On 23 May 1936 Hugh and Jessie Stewart took T. S. Eliot to Little Gidding, a visit that had been proposed a decade earlier by Jessie. Eliot's interest had been aroused by a play he had been given to read by George Every, dealing with the contact Charles I of England had had with the Little Gidding community in 1646.

==Works==
Stewart wrote on French literature, and translated the works of Blaise Pascal, on whom he was considered an authority. His works included:

- Boethius: an essay (1891)
- Thirteen Homilies of St. Augustine on St. John XIV (1904)
- Invocation of Saints (1907)
- Memoir of J. E. B. Mayor (1911), in a collection he edited of sermons of John Eyton Bickersteth Mayor.
- The Holiness of Pascal (1915), Hulsean Lectures
- Francis Jenkinson, Fellow of Trinity College Cambridge and University Librarian (1926). Jenkinson's second wife was Stewart's sister Margaret.
- Translations from the Pensées:
  - The Secret of Pascal (1941)
  - Pascal's Apology for Religion (1942)
  - The Heart of Pascal (1945)

The Classical Movement in French Literature (1923), The Romantic Movement (1910) and The French Romanticists (1914) were anthologies that Stewart edited with Arthur Tilley.
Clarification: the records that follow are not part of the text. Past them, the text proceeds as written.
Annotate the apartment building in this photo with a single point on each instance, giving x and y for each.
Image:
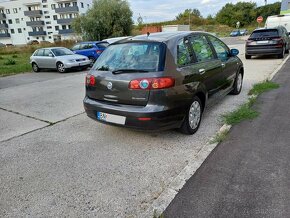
(43, 20)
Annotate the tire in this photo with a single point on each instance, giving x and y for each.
(280, 56)
(35, 67)
(238, 84)
(92, 59)
(193, 117)
(60, 67)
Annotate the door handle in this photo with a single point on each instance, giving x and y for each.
(201, 71)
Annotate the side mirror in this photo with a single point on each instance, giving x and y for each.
(234, 52)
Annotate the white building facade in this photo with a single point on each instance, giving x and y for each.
(22, 21)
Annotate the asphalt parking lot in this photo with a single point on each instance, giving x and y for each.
(54, 161)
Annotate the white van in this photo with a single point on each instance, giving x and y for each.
(278, 20)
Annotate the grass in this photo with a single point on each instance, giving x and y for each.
(259, 88)
(9, 66)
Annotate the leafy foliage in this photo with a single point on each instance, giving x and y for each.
(106, 18)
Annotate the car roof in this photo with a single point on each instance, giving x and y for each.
(160, 37)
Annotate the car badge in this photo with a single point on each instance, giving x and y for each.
(110, 85)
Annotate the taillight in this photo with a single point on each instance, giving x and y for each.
(152, 83)
(99, 52)
(90, 80)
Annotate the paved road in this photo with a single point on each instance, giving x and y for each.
(54, 161)
(248, 174)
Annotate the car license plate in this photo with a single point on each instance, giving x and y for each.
(263, 42)
(111, 118)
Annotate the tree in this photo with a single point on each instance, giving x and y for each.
(106, 18)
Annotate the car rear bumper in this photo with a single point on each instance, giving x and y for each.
(263, 50)
(162, 118)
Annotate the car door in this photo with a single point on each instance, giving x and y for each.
(49, 59)
(207, 66)
(229, 63)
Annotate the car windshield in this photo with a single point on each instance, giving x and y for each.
(61, 51)
(264, 33)
(143, 56)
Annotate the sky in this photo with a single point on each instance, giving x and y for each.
(164, 10)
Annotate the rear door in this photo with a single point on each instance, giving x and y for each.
(122, 63)
(228, 63)
(207, 67)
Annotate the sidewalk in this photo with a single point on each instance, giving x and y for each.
(248, 175)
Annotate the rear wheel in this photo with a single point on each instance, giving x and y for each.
(282, 53)
(35, 67)
(238, 84)
(192, 120)
(92, 60)
(60, 67)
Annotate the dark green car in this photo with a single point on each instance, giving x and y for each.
(161, 81)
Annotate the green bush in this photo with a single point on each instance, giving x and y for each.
(10, 62)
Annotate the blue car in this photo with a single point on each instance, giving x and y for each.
(235, 33)
(90, 49)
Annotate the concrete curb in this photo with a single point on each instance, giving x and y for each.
(162, 202)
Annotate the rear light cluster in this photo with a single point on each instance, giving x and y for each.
(90, 80)
(152, 83)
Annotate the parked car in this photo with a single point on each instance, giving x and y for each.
(90, 49)
(161, 81)
(116, 39)
(243, 32)
(268, 41)
(59, 58)
(235, 33)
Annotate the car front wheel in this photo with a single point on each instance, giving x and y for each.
(60, 67)
(35, 67)
(192, 119)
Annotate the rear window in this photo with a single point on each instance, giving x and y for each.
(265, 34)
(148, 56)
(103, 45)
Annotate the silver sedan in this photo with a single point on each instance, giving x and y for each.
(58, 58)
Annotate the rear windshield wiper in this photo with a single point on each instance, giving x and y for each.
(120, 71)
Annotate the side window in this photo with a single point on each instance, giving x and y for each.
(221, 49)
(47, 52)
(201, 48)
(183, 55)
(39, 52)
(76, 47)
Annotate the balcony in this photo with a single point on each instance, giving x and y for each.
(36, 13)
(4, 35)
(37, 33)
(71, 9)
(67, 31)
(3, 26)
(2, 16)
(65, 21)
(35, 23)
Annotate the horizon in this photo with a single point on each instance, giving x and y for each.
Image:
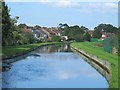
(51, 14)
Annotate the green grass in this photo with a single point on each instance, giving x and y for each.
(13, 50)
(90, 48)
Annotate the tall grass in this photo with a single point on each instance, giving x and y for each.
(90, 48)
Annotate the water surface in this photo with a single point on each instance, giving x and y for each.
(53, 66)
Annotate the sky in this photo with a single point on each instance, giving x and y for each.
(51, 13)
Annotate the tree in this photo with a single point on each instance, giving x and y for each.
(104, 28)
(6, 25)
(56, 38)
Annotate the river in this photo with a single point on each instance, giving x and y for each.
(53, 66)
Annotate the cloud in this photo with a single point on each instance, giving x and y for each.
(62, 0)
(88, 6)
(66, 3)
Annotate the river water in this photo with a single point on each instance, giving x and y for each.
(53, 66)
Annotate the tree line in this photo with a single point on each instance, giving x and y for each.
(13, 34)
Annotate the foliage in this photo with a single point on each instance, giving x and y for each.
(90, 48)
(11, 33)
(104, 28)
(73, 32)
(56, 38)
(87, 37)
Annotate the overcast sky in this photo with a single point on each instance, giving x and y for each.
(52, 12)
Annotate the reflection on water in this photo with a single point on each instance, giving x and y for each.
(53, 66)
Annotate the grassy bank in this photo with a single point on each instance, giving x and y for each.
(11, 51)
(90, 48)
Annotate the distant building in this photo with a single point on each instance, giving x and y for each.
(105, 35)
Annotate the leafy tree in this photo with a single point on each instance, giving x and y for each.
(22, 25)
(104, 28)
(56, 38)
(87, 36)
(6, 25)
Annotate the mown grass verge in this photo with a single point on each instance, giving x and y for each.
(90, 48)
(12, 51)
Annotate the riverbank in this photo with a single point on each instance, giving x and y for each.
(14, 51)
(90, 48)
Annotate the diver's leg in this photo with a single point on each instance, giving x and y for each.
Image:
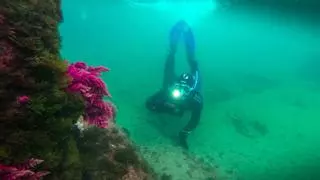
(169, 74)
(175, 35)
(190, 49)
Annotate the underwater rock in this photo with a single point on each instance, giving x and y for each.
(246, 127)
(109, 154)
(254, 83)
(174, 163)
(38, 115)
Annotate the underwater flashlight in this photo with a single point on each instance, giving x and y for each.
(176, 93)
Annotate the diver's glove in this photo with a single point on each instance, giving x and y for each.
(176, 33)
(183, 135)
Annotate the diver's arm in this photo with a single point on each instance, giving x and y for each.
(156, 101)
(169, 74)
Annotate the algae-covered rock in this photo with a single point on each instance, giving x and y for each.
(42, 125)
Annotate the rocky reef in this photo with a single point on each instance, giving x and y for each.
(43, 96)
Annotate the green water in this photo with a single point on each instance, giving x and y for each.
(260, 116)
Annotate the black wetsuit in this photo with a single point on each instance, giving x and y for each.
(162, 102)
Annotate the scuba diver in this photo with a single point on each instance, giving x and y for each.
(182, 93)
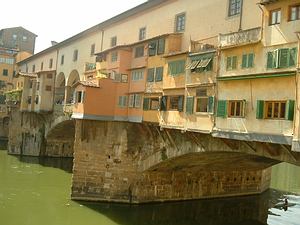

French Patriotism in the Nineteenth Century, traced in contemporary texts (1923) was edited with Paul Desjardins.

==Family==
Stewart married in 1902 Jessie Graham Crum, daughter of William Graham Crum of Renfrewshire. They had five children: Ludovick Drumin; Jean Margaret; Katherine Fraser; Frideswide Frances Emma; and Margaret Campbell.